Life threatening hypersensitive drug reaction, which develops within seconds to minutes of exposure to a drug.
- Skin – erythema, intense pruritis, wheals, perspiration.
- Head/Neck/Oral – difficult phonation, angioedema of lips, tongue and throat. Conjunctivitis, vasomotor rhinitis, “hair on end” phenomena.
- Pulmonary – dyspnea, exaggerated rapid breathing with use of accessory muscles, high pitched crowing sounds (stridor) or no sounds from the patient, wheezing, peripheral cyanosis.
- CNS – increased anxiety, loss of consciousness.
- Cardio-Vascular – chest pain, tachycardia, hypotension, arrhythmias, cardiac arrest.
- Gastro-Intestinal – nausea/vomiting, fecal/urinary incontinence.
- stop dental treatment
- remove any loose items from the oral cavity
- alert emergency medical services (EMS)
- lie the patient flat; possibly elevate patient's legs if breathing is not impaired
- check, assess and record vital signs
- deliver O₂ with a full face mask
- administer a bronchodilator, such as an β₂-agonist inhaler (albuterol) x 2 puffs
- if available, provide “wide open” IV fluids (normal saline or D5/1/2 [Dextrose 5% in 1/2 normal saline]
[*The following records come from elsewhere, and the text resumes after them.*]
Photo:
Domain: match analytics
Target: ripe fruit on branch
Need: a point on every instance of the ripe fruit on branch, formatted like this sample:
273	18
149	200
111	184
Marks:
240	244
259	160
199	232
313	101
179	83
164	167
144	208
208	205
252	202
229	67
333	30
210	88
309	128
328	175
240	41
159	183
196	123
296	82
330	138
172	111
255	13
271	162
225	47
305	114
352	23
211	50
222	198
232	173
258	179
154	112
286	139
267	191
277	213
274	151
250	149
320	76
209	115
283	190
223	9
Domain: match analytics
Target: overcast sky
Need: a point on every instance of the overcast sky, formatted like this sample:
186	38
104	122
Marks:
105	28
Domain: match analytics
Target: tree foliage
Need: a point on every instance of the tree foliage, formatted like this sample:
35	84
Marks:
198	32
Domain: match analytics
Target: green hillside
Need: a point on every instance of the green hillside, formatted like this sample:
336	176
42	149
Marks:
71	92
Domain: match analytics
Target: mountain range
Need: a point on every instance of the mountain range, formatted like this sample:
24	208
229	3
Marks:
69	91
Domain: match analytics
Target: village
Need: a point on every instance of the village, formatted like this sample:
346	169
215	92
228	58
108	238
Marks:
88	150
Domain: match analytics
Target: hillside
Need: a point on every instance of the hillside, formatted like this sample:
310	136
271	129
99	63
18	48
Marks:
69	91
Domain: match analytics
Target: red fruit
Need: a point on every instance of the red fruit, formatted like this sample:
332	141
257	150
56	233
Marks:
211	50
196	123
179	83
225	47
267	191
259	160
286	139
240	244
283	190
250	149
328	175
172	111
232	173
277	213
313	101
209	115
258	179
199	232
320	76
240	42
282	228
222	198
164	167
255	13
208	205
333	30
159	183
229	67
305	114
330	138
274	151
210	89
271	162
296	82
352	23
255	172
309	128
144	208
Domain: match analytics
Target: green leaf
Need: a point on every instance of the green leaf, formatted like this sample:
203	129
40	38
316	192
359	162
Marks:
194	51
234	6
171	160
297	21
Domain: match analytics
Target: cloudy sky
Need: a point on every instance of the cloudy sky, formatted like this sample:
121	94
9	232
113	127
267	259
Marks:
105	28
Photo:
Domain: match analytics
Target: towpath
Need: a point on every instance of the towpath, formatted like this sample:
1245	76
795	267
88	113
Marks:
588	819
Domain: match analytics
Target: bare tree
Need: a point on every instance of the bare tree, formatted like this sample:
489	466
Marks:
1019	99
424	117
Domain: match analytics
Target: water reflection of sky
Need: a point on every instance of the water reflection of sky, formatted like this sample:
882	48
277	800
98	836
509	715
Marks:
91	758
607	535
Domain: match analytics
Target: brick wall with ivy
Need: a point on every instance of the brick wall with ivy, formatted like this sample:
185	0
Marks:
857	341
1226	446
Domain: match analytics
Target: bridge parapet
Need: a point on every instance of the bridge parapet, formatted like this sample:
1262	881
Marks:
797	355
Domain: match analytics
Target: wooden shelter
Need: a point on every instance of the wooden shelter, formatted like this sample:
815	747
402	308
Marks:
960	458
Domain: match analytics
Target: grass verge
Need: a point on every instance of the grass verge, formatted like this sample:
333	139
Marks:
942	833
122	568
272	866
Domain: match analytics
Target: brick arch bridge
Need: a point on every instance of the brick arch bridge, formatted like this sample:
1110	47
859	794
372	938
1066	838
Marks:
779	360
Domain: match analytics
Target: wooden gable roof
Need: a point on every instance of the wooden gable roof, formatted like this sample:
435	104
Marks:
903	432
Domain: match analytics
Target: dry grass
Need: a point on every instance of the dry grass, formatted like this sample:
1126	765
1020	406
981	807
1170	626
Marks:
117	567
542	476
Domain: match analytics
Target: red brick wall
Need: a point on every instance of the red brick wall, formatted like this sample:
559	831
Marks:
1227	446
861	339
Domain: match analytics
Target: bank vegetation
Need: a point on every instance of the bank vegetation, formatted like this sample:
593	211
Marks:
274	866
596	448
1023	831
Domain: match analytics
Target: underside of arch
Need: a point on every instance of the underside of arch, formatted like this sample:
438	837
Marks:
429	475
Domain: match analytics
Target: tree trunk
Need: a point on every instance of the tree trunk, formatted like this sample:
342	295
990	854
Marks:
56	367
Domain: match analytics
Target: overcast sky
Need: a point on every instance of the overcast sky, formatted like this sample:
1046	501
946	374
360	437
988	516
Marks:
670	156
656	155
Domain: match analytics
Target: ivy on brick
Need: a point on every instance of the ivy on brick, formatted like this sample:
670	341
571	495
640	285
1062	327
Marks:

- administer epinephrine (0.3 ml of 1:1,000 IV, IM, Sub Cut., or consider an “epi-pen”), injectable steroid (Solu-Medrol 125 mg IV, IM, Sub Cut.), histamine blocker (diphenhydramine 50 mg IM, Sub Cut.)
- initiate basic life support (BLS) and start cardiopulmonary resuscitation (CPR)
- perform a crico-thyroidotomy, if necessary and if qualified
Type I allergy from exposure to an allergen/drug. Mediated by IgE antibodies.
Histamine-inflammatory mediators released upon exposure to an allergen, which affects all systems adversely, particularly skin, gastro-intestinal, pulmonary, cardio-vascular, and central nervous systems.